Eles apontariam os riscos das medida atual: o que está sendo imposto levará ao corte significativo de receitas das empresas, em alguns casos de até 80%, o que certamente acarretará na perda da qualidade do sistema elétrico e do conhecimento técnico adquirido por décadas -sem dúvida, haverá corte de pessoal para conter despesas.
E o pior é que a prorrogação das concessões não mudará em nada o custo da energia no Brasil.
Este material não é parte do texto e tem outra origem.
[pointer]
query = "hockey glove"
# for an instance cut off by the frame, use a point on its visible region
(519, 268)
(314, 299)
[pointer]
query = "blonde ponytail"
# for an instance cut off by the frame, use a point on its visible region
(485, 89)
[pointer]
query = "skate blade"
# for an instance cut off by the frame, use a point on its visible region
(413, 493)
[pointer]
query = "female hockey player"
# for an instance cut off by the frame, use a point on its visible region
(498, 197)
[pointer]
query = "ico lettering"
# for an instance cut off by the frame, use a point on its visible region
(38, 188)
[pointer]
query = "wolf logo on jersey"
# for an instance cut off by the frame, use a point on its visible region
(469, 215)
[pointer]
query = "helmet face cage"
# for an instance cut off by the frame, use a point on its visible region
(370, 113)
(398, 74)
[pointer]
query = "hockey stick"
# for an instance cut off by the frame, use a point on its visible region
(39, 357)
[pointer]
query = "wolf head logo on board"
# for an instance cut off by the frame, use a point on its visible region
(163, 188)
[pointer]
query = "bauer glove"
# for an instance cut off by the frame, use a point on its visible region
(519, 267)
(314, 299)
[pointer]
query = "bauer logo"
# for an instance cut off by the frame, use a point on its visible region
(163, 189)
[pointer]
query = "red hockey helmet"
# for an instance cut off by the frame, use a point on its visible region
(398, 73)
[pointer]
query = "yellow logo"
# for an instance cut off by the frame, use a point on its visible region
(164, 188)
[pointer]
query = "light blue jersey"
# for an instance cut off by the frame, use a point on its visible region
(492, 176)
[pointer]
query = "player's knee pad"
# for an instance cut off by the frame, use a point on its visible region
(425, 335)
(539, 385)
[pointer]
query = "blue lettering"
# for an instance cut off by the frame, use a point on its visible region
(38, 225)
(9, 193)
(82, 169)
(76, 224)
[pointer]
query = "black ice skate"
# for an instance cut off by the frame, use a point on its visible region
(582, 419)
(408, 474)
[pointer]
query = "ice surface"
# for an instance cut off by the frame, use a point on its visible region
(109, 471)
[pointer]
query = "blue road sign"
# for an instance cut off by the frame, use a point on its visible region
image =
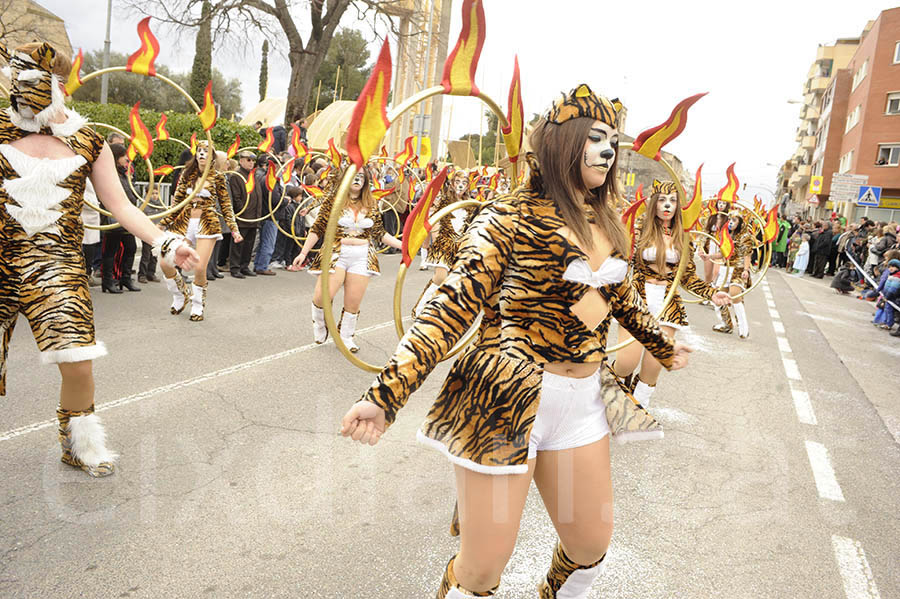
(869, 195)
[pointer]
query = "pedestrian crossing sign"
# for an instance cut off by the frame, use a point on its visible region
(869, 195)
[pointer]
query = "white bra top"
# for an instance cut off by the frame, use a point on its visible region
(612, 271)
(649, 255)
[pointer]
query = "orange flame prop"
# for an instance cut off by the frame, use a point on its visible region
(234, 147)
(459, 70)
(271, 176)
(334, 155)
(250, 184)
(729, 192)
(726, 243)
(370, 122)
(650, 142)
(417, 227)
(268, 141)
(690, 214)
(74, 81)
(512, 135)
(162, 134)
(208, 113)
(141, 62)
(771, 230)
(140, 136)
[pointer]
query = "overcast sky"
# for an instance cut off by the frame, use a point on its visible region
(752, 57)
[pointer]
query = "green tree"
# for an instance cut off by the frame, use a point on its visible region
(201, 72)
(349, 51)
(264, 71)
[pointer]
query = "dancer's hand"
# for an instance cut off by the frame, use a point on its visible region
(681, 356)
(186, 258)
(363, 422)
(721, 298)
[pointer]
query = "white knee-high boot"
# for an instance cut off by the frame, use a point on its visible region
(743, 323)
(320, 329)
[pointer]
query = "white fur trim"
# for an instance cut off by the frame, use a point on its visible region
(469, 464)
(74, 354)
(89, 440)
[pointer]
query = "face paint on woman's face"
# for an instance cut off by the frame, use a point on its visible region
(599, 154)
(666, 204)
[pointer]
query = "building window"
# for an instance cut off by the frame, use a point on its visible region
(888, 155)
(860, 74)
(853, 118)
(893, 103)
(846, 162)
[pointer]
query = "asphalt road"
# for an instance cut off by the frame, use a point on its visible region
(777, 477)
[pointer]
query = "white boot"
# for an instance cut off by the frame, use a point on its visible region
(320, 329)
(347, 329)
(198, 302)
(429, 293)
(180, 294)
(743, 323)
(642, 393)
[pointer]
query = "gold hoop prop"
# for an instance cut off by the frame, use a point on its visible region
(685, 250)
(197, 186)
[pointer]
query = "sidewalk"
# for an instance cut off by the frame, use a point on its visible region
(870, 354)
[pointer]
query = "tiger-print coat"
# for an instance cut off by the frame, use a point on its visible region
(42, 272)
(510, 264)
(178, 222)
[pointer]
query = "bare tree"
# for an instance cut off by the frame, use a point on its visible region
(274, 19)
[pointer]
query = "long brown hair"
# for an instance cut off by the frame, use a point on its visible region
(652, 232)
(559, 150)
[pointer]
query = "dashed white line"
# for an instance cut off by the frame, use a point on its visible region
(823, 472)
(851, 559)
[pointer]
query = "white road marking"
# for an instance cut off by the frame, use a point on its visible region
(30, 428)
(851, 559)
(823, 472)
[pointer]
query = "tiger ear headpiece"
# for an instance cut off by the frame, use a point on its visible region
(582, 102)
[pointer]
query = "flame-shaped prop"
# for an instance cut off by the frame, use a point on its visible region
(141, 142)
(459, 70)
(141, 62)
(74, 81)
(208, 113)
(690, 214)
(726, 243)
(650, 142)
(417, 226)
(370, 122)
(729, 192)
(162, 134)
(268, 141)
(512, 135)
(234, 147)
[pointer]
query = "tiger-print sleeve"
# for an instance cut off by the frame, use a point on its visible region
(224, 196)
(627, 306)
(692, 282)
(483, 256)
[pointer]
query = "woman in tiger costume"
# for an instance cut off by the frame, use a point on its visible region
(735, 274)
(446, 234)
(660, 236)
(47, 153)
(354, 259)
(547, 265)
(199, 223)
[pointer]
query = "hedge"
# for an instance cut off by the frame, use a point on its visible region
(179, 125)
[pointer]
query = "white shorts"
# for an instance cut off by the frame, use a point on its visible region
(193, 232)
(354, 259)
(656, 296)
(571, 413)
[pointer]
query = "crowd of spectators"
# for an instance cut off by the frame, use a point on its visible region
(863, 258)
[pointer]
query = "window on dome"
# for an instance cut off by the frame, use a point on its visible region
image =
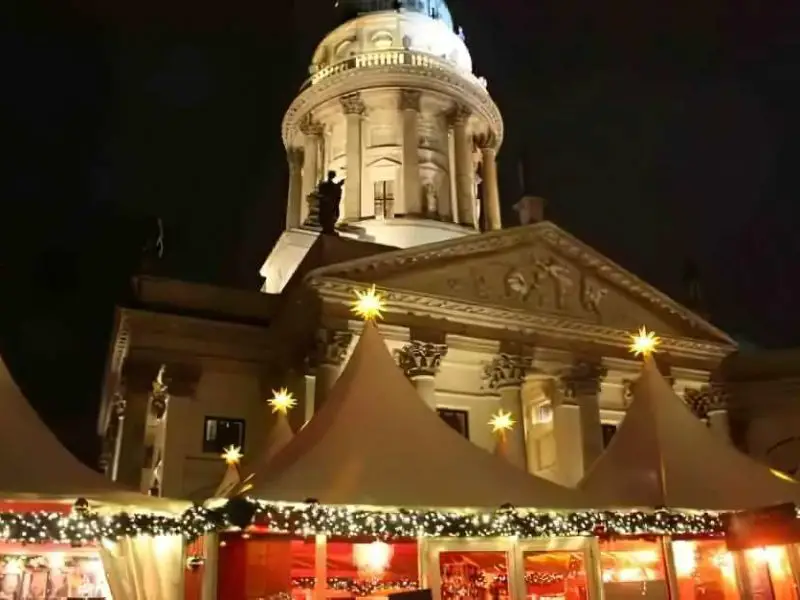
(457, 419)
(219, 433)
(384, 199)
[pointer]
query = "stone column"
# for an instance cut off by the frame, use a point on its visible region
(491, 193)
(294, 202)
(332, 349)
(420, 362)
(354, 110)
(580, 388)
(412, 189)
(463, 164)
(505, 374)
(312, 131)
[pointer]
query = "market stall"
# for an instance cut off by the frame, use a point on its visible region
(67, 531)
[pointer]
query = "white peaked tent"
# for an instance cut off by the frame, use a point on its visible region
(35, 466)
(376, 443)
(664, 456)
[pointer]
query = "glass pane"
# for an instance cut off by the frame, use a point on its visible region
(632, 569)
(473, 575)
(550, 575)
(770, 573)
(704, 570)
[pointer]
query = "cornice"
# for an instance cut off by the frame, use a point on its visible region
(404, 302)
(393, 76)
(559, 240)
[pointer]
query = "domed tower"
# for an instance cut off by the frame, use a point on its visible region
(393, 108)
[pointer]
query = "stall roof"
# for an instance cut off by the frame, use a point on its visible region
(664, 456)
(36, 466)
(376, 442)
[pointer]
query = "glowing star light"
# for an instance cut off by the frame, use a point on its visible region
(282, 401)
(368, 304)
(501, 422)
(232, 455)
(644, 343)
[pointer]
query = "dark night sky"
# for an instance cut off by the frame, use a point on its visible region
(658, 130)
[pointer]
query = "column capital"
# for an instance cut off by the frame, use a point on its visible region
(707, 400)
(583, 378)
(410, 100)
(310, 127)
(332, 346)
(352, 104)
(506, 371)
(420, 359)
(486, 142)
(294, 156)
(459, 115)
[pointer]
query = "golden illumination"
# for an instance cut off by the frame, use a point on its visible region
(282, 401)
(501, 422)
(232, 455)
(644, 343)
(369, 304)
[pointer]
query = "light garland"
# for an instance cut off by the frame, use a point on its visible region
(310, 519)
(82, 527)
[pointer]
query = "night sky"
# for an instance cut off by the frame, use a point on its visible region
(659, 131)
Os aumentos previstos nos próximos anos vão absorver toda a redução da tarifa obtida com a medida provisória.
Positivamente, alguns encargos serão extintos, mas isso não interferirá no ponto nevrálgico que tem garantido os elevados custos da energia: os contratos draconianos feitos desde os anos 1990, permitindo retornos e lucros exorbitantes para algumas empresas -em particular as distribuidoras.
Não adianta somente impor tarifas menores na geração sem mexer na distribuição, cujas empresas ano após ano, depois da privatização, têm apresentado nos seus balanços contábeis lucros extraordinários para a realidade brasileira.
É imperativo que prevaleça no setor elétrico um modelo participativo e regionalizado do planejamento. Que se democratize e torne transparentes as decisões dos gestores deste setor. E que seja extirpado de vez a interferência de grupos políticos que tornaram o Ministério das Minas e Energia um verdadeiro feudo.